Ailelerin, kentler için ekonomik bir kaynak olduğunu bilen Kopenhag ikinci şıkkı seçiyor. Çocuklu ailelerin, banliyölere kaçmasını engellemek, şehri onlar için cazip ve yaşanabilir hale getirmek için toplu taşıma sistemlerine, yaya ve bisikletli ulaşıma yatırım yapıyor.
Dünyanın karbon ayakizi sıfır “Yeşil Başkent”i olma hedefi ile ilerleyen Kopenhag’ı mutlaka deneyimlemenizi tavsiye ederim: Limanda denize girebilir, sürdürülebilir otellerde konaklayabilir, organik gıdalarla hazırlanmış leziz yemekleri tadabilir, bir bisiklet kiralayıp insan-dostu tasarlanmış şehir merkezini keşfedebilirsiniz.
Bir şehrin vizyonu olduğunda belediye, STK’lar ve özel sektör el ele veriyor ve aynı hedef için birlikte çalışıyorlar.
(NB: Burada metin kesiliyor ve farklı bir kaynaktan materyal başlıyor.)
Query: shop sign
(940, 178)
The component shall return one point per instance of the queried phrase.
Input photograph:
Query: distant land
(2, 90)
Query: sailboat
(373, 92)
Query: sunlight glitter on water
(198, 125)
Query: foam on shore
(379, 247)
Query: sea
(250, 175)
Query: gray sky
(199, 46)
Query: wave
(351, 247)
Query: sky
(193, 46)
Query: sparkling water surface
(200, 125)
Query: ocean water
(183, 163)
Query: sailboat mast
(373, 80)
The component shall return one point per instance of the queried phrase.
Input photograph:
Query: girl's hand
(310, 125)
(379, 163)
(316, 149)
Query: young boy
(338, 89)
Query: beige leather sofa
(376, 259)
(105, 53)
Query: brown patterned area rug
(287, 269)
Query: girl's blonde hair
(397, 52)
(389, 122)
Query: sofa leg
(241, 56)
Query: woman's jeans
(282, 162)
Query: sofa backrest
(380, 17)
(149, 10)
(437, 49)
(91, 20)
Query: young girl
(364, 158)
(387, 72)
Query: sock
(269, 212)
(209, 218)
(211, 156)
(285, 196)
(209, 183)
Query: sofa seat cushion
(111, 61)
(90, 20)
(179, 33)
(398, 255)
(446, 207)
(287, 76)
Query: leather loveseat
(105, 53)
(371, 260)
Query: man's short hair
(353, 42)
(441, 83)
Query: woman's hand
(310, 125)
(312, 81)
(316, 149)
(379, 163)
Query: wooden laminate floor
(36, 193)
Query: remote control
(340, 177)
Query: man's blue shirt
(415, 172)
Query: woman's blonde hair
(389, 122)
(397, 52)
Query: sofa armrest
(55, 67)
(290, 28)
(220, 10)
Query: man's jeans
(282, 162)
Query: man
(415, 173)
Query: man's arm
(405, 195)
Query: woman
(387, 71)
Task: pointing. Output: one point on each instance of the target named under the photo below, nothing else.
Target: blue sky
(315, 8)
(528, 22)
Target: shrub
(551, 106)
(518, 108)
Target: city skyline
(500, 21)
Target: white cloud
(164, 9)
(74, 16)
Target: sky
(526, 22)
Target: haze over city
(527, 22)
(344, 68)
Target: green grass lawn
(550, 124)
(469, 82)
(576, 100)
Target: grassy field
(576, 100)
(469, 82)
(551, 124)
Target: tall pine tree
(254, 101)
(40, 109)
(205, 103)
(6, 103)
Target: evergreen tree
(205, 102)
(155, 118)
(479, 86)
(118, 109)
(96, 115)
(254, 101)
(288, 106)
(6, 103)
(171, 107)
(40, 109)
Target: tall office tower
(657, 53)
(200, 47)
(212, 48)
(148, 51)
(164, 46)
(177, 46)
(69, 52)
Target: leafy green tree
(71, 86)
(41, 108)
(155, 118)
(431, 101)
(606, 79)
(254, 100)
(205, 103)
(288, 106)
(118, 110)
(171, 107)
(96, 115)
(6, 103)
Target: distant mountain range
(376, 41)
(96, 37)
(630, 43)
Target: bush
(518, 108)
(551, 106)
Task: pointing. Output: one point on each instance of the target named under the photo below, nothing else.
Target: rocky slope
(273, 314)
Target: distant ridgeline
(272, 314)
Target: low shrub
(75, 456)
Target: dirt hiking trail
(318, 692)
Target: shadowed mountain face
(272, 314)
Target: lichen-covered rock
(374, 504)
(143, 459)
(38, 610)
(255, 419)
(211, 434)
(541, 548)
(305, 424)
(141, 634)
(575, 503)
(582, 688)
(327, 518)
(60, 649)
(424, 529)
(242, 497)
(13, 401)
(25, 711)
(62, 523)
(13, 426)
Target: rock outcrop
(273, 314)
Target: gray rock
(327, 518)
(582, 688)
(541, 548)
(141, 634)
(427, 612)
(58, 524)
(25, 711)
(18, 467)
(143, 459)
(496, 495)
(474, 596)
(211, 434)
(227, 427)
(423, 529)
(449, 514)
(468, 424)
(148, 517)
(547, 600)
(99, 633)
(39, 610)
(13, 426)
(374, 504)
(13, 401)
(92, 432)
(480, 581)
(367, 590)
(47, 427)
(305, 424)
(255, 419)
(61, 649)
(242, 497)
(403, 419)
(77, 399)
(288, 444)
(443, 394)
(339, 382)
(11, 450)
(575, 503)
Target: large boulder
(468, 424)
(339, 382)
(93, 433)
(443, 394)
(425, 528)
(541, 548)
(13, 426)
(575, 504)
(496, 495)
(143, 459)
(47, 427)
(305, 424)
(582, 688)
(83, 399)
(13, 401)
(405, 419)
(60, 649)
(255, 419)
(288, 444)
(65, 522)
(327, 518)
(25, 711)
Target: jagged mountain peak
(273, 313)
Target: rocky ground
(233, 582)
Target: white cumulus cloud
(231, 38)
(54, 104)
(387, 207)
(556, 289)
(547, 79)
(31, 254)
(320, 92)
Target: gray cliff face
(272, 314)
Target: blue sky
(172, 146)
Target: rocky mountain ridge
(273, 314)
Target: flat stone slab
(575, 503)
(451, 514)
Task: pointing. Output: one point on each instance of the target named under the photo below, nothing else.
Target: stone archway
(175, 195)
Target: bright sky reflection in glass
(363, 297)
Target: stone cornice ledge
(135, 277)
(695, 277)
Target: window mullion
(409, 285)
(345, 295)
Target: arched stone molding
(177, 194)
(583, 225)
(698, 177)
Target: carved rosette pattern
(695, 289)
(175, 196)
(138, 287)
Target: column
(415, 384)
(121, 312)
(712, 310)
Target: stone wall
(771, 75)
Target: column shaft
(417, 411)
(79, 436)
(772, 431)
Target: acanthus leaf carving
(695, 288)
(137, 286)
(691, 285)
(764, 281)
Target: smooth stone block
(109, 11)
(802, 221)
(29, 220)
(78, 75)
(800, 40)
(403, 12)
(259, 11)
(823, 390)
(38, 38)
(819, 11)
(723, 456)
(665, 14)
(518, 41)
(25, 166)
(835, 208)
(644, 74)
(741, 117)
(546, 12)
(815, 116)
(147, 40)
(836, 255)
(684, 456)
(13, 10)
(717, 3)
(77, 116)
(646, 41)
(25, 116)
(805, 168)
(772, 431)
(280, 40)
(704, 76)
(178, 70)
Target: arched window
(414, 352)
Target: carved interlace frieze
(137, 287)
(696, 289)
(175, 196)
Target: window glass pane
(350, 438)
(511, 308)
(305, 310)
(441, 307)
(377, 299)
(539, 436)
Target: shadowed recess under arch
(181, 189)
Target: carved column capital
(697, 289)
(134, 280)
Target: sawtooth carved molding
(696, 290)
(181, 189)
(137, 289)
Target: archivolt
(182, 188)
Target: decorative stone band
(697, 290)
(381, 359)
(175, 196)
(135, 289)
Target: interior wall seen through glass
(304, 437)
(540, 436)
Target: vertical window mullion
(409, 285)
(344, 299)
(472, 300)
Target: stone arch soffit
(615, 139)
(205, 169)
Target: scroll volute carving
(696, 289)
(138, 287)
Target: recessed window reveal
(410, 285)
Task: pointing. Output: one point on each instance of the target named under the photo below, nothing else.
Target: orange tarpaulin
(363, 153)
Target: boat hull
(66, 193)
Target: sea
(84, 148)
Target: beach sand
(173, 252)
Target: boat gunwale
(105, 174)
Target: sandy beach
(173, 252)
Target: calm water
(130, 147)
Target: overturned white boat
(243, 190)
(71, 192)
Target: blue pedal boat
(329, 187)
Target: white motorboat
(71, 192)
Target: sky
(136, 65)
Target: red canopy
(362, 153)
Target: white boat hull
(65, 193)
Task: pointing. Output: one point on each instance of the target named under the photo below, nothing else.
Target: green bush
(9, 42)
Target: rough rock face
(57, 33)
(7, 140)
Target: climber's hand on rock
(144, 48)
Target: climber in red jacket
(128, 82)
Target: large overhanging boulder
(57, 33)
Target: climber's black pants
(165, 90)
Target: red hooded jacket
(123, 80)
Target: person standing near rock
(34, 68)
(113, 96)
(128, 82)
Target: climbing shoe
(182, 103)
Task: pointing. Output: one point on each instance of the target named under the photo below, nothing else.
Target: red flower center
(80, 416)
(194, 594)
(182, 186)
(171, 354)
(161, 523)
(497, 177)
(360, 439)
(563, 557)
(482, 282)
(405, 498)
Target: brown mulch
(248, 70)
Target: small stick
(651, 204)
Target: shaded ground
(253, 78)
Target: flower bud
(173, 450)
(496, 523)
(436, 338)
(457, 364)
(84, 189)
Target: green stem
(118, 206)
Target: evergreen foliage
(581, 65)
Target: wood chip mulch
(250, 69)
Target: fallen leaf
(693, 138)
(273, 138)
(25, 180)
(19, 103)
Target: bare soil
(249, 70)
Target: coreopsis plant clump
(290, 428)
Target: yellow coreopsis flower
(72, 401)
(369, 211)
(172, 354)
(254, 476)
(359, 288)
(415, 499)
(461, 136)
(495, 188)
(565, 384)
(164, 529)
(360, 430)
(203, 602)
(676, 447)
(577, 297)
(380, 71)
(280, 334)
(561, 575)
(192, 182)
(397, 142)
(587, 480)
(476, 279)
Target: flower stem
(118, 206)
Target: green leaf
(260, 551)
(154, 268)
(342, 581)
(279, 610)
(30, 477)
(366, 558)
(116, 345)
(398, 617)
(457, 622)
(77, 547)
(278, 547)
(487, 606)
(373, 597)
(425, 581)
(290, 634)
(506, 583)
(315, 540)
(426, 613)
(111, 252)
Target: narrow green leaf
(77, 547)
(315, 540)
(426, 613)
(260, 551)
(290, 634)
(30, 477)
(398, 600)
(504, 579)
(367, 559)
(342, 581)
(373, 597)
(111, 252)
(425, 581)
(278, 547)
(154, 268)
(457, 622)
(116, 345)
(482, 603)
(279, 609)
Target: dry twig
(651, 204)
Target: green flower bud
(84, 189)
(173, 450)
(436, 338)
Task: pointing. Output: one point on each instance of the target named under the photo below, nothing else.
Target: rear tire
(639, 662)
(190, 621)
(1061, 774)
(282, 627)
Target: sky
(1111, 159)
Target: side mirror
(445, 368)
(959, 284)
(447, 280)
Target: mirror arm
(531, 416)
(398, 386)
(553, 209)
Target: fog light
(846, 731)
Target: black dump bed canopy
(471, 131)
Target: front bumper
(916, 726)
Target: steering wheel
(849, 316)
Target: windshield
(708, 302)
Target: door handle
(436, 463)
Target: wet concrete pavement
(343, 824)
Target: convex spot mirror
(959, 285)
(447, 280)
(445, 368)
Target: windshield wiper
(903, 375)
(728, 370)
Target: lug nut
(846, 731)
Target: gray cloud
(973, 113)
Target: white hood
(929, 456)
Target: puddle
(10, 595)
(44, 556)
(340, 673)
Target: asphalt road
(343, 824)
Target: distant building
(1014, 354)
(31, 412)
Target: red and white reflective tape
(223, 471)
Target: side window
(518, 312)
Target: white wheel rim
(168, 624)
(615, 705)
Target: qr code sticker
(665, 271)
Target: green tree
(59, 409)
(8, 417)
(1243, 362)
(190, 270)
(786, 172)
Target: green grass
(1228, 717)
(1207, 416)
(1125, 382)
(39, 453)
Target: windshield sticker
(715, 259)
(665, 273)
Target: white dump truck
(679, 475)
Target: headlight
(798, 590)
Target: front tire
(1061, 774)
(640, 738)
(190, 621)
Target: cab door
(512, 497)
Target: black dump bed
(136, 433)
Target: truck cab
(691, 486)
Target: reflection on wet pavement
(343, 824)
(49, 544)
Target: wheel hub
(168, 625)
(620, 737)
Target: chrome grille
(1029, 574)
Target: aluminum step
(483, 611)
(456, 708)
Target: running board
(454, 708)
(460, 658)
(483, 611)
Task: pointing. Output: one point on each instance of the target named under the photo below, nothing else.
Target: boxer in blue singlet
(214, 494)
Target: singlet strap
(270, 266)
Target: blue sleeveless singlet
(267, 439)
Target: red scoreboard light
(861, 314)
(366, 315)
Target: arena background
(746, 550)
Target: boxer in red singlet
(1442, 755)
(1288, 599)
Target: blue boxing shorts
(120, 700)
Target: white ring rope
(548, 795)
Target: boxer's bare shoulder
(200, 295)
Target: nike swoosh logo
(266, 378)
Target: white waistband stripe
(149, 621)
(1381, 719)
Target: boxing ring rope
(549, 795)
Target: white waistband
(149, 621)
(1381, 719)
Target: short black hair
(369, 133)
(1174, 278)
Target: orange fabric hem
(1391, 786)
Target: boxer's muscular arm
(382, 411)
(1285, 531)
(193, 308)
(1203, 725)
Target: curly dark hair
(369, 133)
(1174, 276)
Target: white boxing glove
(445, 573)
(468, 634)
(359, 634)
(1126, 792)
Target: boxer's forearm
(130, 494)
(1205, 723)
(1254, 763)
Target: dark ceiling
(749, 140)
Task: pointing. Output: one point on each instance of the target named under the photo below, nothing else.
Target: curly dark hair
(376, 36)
Sonuç: Yaşanabilir bir şehirde mutlu ve üretken insanlar.
“Hayat kalitesi gökdelenler, geniş bulvarlar, beton AVM’ler ile ilgili bir şey değil”
Kopanhag’ın dünyaya sunduğu kentsel tasarım konusunda etkili diğer bir aktör ise şehir plancısı Jan Gehl. Dünyanın birçok yerinde kentleri insan odaklı olarak yeniden tasarlıyor.
“Şehre ne davet edersen o gelir. Şehirlerin fiziki yapısı, insan davranışını etkiliyor. Trafik mühendisleri ve şehir plancıları ne yazık ki hâlâ bu gerçeği fark etmiş değiller. Şehirlerdeki ortak yaşam alanları ve yaşam şeklini projelere eklemek zorundalar” diyor Gehl. İnsanlara buluşabilecekleri alanlar ve mekanlar yaratılırsa, onlar bu alanları kullanacaklar. Gehl’in sözleriyle: “Güzel bir şehir iyi bir parti gibidir, insanlar eğlenceyi bırakıp gitmek istemez.”